Het was op een regenachtige dag dat ik laatst tijdens een hardlooprondje een man zag staan roken onder een afdakje. Met een bedachtzame trek, alsof hij in die ene wolk zijn dag nog eens overwoog. Terwijl de rook oploste in de miezer, dacht ik: ooit een exotische luxe, een nieuwigheid uit verre landen, nu een achterhaald ritueel. Pijp, sigaar, sigaret. Vroeger ook nog shag om zelf te rollen, maar tegenwoordig krijg je een rolberoerte van de prijs van een pakje. Zo simpel kan geschiedenis zijn: een uitvinding, een gewoonte, een verslaving.
Vanaf de jaren tachtig begon het nuchtere ontwaken. De cijfers, de waarschuwingen, de foto’s van longen die eruitzagen alsof ze al met pensioen waren. Langzaam verdwenen de rokers uit cafés, treinen en kantoren. Ze trokken zich terug naar steegjes en portieken, een uitstervende soort die niet doorhad dat de wereld allang verder was gegaan. Roken werd een privéritueel, iets voor wie koppig, nostalgisch of gewoon te eigenwijs was om mee te stoppen.
En toch. Zoals vandaag zie je ze nog steeds, de eenzame rokers onder een afdakje. Even alleen, even verzonken, alsof men iets zoekt dat allang verdwenen is. Ik herken het beeld maar al te goed. Ik heb zelf meegedaan, jarenlang, van mijn veertiende tot mijn drieëndertigste, met wat aarzelende pauzes die ik toen stoppen noemde. Sinds 2001 heb ik geen sigaret meer aangeraakt. En eerlijk gezegd, ik mis er geen seconde van. Misschien komt het ook doordat ik heb gezien wat het aanricht. Mijn vader en schoonvader, beiden jarenlang rokers, hebben er uiteindelijk een flink stuk van hun leven mee ingeleverd. Je zou denken dat zulke voorbeelden genoeg zijn om een mens wakker te schudden.
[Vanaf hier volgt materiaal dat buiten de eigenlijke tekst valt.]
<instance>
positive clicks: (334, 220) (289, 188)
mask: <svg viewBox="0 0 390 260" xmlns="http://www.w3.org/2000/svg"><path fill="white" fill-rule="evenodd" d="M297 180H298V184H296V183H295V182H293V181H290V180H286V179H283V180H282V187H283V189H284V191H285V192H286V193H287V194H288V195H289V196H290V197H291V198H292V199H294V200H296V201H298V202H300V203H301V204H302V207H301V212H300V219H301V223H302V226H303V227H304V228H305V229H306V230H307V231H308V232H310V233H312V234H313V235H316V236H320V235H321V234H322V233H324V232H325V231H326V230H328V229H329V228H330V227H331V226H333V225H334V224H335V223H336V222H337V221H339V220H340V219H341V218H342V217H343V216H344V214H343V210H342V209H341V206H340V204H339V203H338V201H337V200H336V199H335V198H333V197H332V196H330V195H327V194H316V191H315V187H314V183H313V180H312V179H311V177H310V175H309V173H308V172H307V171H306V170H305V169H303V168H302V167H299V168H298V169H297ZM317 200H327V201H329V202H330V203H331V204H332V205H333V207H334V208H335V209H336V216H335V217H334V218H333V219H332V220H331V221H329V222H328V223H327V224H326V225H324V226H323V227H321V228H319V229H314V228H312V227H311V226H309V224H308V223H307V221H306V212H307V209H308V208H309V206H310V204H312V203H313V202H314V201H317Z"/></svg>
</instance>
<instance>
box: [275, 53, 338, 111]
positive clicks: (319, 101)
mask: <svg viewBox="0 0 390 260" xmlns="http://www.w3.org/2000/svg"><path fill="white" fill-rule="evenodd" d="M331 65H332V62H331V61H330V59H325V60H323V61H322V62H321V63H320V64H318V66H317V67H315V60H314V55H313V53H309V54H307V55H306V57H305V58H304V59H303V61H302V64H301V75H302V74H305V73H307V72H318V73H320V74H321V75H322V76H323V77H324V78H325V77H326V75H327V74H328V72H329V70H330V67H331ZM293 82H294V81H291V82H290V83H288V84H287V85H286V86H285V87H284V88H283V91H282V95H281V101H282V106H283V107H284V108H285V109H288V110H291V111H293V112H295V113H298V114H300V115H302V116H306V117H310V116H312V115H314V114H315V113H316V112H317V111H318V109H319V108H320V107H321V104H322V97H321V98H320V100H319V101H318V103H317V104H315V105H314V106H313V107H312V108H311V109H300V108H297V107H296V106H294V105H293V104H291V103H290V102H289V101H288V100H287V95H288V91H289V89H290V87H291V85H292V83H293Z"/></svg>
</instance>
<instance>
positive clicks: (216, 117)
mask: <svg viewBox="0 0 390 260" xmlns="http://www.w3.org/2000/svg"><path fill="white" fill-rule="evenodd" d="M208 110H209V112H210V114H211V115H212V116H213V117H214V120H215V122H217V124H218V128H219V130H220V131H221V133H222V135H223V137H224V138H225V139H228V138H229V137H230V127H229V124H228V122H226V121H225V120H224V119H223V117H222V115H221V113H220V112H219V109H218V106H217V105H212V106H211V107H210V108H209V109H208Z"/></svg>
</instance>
Maar nee. Ze zijn er nog. Degenen die dapper in weer en wind staan te paffen, alsof ze een nobel maatschappelijk project uitvoeren. Ik kijk ernaar en denk: waarom in vredesnaam? Het kost een vermogen, het stinkt, niemand vindt het nog charmant. Alsof koppigheid een deugd is geworden.
Roken is geen ritueel meer. Het is een relikwie, een echo van een tijd die de meesten liever vergeten. En wie zich daar nog aan vastklampt, lijkt meer gevangen in gewoonte en trots, dan in enige vorm van genot.